A indiferença, rejeição - e até ira, no pior dos casos - que marcam a atitude dos brasileiros em relação aos Jogos Olímpicos ajudaram a "manchar" o espírito olímpico no Rio de Janeiro, segundo reportagens que circulam na imprensa internacional.
Essa atitude, somada à crise econômica e política que o Brasil atravessa, a finalização das obras e o corte de gastos na última hora, o escândalo do doping russo e a perda de credibilidade das autoridades esportivas internacionais também contribuem para esfriar o entusiasmo com o evento, afirmam as reportagens.
Às vésperas da abertura oficial dos Jogos, nesta sexta-feira, o diário britânico The Guardian afirma que, em meio a tantos problemas, "o espírito olímpico dos atletas é a única esperança de redimir os Jogos manchados".
Mas apesar de todos esses problemas, os Jogos ainda "mantêm sua magia", diz o repórter Owen Gibson.
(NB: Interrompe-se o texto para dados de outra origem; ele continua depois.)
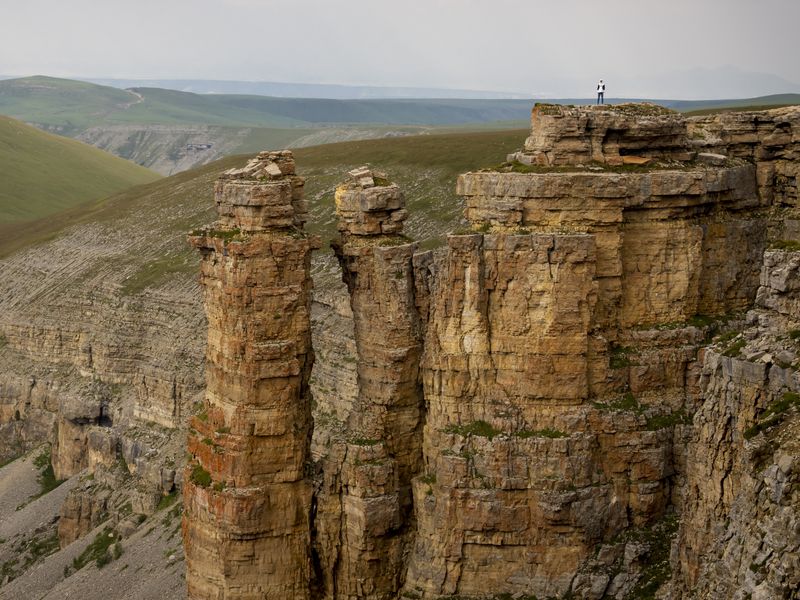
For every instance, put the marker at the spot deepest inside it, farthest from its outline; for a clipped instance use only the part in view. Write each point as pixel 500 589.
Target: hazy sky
pixel 539 47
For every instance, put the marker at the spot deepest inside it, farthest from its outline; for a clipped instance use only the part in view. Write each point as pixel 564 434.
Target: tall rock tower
pixel 246 494
pixel 369 490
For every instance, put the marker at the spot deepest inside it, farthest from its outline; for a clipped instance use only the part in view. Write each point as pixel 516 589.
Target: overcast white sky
pixel 552 47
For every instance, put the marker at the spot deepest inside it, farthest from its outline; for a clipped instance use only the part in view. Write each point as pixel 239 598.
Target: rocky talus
pixel 247 496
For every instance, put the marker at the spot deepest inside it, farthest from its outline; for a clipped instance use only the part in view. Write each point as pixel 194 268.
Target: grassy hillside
pixel 73 106
pixel 425 166
pixel 700 107
pixel 62 105
pixel 42 174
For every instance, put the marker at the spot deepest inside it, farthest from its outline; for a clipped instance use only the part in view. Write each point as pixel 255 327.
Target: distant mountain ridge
pixel 170 130
pixel 306 90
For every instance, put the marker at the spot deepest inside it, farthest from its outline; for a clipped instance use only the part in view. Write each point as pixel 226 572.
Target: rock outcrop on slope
pixel 247 495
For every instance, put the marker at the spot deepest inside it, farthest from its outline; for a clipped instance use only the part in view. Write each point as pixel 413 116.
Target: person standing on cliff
pixel 601 90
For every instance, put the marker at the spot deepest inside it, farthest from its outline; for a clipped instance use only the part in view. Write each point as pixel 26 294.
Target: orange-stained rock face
pixel 247 496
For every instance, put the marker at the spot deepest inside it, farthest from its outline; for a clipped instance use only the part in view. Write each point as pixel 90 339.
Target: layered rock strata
pixel 769 139
pixel 363 545
pixel 247 496
pixel 610 135
pixel 536 411
pixel 740 536
pixel 560 355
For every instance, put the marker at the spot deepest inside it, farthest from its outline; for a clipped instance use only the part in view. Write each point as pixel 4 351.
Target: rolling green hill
pixel 73 106
pixel 42 174
pixel 425 166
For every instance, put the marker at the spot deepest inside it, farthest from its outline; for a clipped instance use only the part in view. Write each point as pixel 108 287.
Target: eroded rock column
pixel 382 451
pixel 246 494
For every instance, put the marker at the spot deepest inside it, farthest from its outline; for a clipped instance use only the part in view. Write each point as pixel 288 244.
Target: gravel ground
pixel 151 568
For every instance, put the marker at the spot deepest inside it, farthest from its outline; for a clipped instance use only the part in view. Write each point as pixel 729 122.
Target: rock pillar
pixel 247 496
pixel 383 445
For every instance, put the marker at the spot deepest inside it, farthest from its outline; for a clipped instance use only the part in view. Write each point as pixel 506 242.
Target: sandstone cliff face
pixel 535 412
pixel 534 409
pixel 739 537
pixel 247 497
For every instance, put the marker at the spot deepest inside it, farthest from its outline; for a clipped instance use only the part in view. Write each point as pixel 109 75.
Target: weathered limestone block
pixel 568 135
pixel 83 510
pixel 247 497
pixel 770 139
pixel 263 194
pixel 780 283
pixel 663 238
pixel 368 204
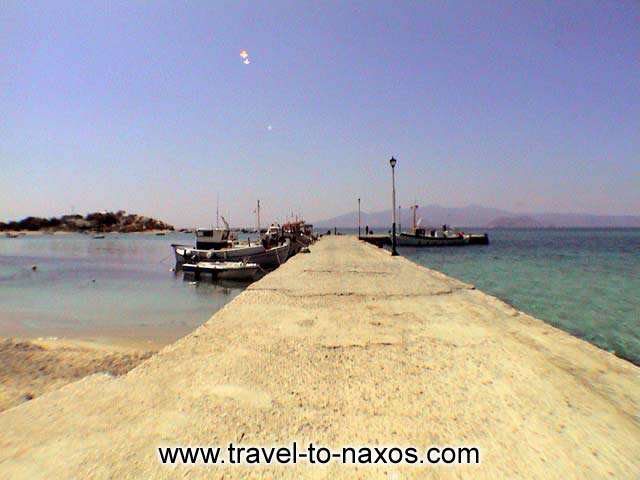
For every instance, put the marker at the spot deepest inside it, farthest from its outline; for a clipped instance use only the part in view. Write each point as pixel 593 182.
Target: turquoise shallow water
pixel 120 286
pixel 584 281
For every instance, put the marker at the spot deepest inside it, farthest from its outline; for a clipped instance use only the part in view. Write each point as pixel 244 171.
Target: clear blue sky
pixel 147 106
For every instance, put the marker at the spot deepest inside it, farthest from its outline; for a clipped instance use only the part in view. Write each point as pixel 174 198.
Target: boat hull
pixel 236 271
pixel 265 258
pixel 404 240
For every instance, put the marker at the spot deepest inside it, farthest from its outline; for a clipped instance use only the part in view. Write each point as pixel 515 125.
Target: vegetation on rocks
pixel 119 221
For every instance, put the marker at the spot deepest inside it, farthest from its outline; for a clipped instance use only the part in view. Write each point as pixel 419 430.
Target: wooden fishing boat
pixel 237 271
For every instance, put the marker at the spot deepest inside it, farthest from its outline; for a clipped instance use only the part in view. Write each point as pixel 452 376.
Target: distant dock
pixel 346 346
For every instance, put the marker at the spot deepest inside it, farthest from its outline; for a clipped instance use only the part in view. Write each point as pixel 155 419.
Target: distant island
pixel 119 221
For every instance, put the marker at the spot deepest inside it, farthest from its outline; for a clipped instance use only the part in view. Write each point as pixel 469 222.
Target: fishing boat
pixel 265 256
pixel 219 245
pixel 420 237
pixel 237 271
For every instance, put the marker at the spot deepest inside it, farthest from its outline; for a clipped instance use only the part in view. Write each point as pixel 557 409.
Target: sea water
pixel 584 281
pixel 119 286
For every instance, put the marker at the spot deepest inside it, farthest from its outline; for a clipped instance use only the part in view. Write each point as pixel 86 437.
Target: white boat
pixel 238 271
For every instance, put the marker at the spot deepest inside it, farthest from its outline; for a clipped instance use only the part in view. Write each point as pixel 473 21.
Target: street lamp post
pixel 359 219
pixel 392 162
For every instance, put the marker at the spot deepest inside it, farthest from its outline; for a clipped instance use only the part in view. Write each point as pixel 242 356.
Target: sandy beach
pixel 30 368
pixel 346 346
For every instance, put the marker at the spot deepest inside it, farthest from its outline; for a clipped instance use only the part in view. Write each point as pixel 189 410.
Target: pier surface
pixel 346 346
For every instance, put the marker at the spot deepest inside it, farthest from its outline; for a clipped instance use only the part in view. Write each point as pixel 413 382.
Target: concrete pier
pixel 346 346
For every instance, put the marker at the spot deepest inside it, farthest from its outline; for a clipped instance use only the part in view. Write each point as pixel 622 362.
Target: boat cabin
pixel 216 238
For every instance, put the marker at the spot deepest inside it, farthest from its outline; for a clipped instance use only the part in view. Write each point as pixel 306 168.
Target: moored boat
pixel 420 237
pixel 238 271
pixel 265 257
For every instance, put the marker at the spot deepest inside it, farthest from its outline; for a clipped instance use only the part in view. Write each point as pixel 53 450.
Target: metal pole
pixel 359 219
pixel 394 252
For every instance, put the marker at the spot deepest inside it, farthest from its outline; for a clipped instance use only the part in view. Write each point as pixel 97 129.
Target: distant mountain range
pixel 478 216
Uma vez abertos os Jogos, escreve o correspondente, "a atenção vai se voltar para os locais de competição em linha com os planos ambiciosos traçados no calor do otimismo em 2009".
Virão para o primeiro plano as histórias de superação dos protagonistas olímpicos, afirma a reportagem. "O mundo ainda assim vai sintonizar no Rio para ser maravilhado e desejar que o Rio dê certo", escreve Gibson.
"Para o bem ou para o mal, o sucesso dos Jogos, que com certeza ficarão lindos inseridos na beleza das praias e montanhas do Rio - cenário ideal para as câmeras de televisão -, agora está na mão deles (os atletas)."
'Mau cheiro'
Porém, nem todos os artigos da imprensa estrangeira conduzem os seus leitores a conclusões otimistas sobre os Jogos.
O tabloide Daily Mail, um dos mais lidos da Grã-Bretanha, destaca uma coluna intitulada "Drogas, ganância, doenças e por que tudo cheira mal nessas Olimpíadas (não só as águas tóxicas)".
A reportagem destaca as preocupações financeiras, ecológicas, com segurança e saúde que envolvem o Rio e conclui: "Os atletas que decidiram vir podem estar competindo sob os braços abertos do Cristo Redentor, mas é difícil achar qualquer coisa de redenção nestes Jogos", diz a jornalista Katie Hopkins.
O americano New York Times pergunta: "Como os brasileiros se sentem em relação ao seu grande momento olímpico?"
A reportagem passa a listar primeiro a "indiferença", depois a "ansiedade" e finalmente a "ira" - esta última ilustrada pela tentativa de apedrejamento da tocha olímpica - vistos nos últimos dias.
Fiascos marcaram a preparação que antecedeu a abertura dos Jogos, diz a reportagem. E hoje, o show olímpico "compete tanto com a forte recessão quando com outro espetáculo público brasileiro: caos político".
Receita para decepção
Outras reportagens destacam o quanto o custo final dos Jogos - contrastando com a situação de dificuldades financeiras em que se encontra o país e o Rio em especial - explicam a amargura com o evento.
O site da revista americana Mother Jones diz que a cerimônia de abertura deve visar a criar uma atmosfera cool, mas isto é cada vez mais difícil para qualquer cidade-sede. Por causa do seu alto custo, as Olimpíadas viraram receita para decepção, sugere o texto.
"Todos as Olimpíadas desde os Jogos de Inverno de Grenoble, na França, em 1968, superaram o orçamento inicial, de acordo com um estudo da Oxford Said Business School. Há muito ofuscada pela instabilidade econômica, política e social do Brasil, a Rio 2016 está a ponto de fazer o mesmo."
Já o site acadêmico Foreign Policy adota uma abordagem mais histórica e condescendente - embora um pouco irônica. Diz que as Olimpíadas desde a Grécia Antiga em muitos casos se dão em casos de instabilidade.
A "trégua olímpica" era a solução adotada pelos antigos para fazer valer a paz - nem sempre de forma bem-sucedida - durante as competições, diz o pesquisador David Clay Large.
"Os bichos-papões do Rio parecem ser, no contexto olímpico, sem precedentes, e o que talvez assuste é que revolvem ao redor de poluição e doenças infecciosas", afirma o texto. "Mas não há nada de novo nisso."
"O Rio pode ter águas poluídas, mas a antiga Olímpia frequentemente sequer tinha água corrente durante os meses de verão, quando os jogos eram sinônimo de suor."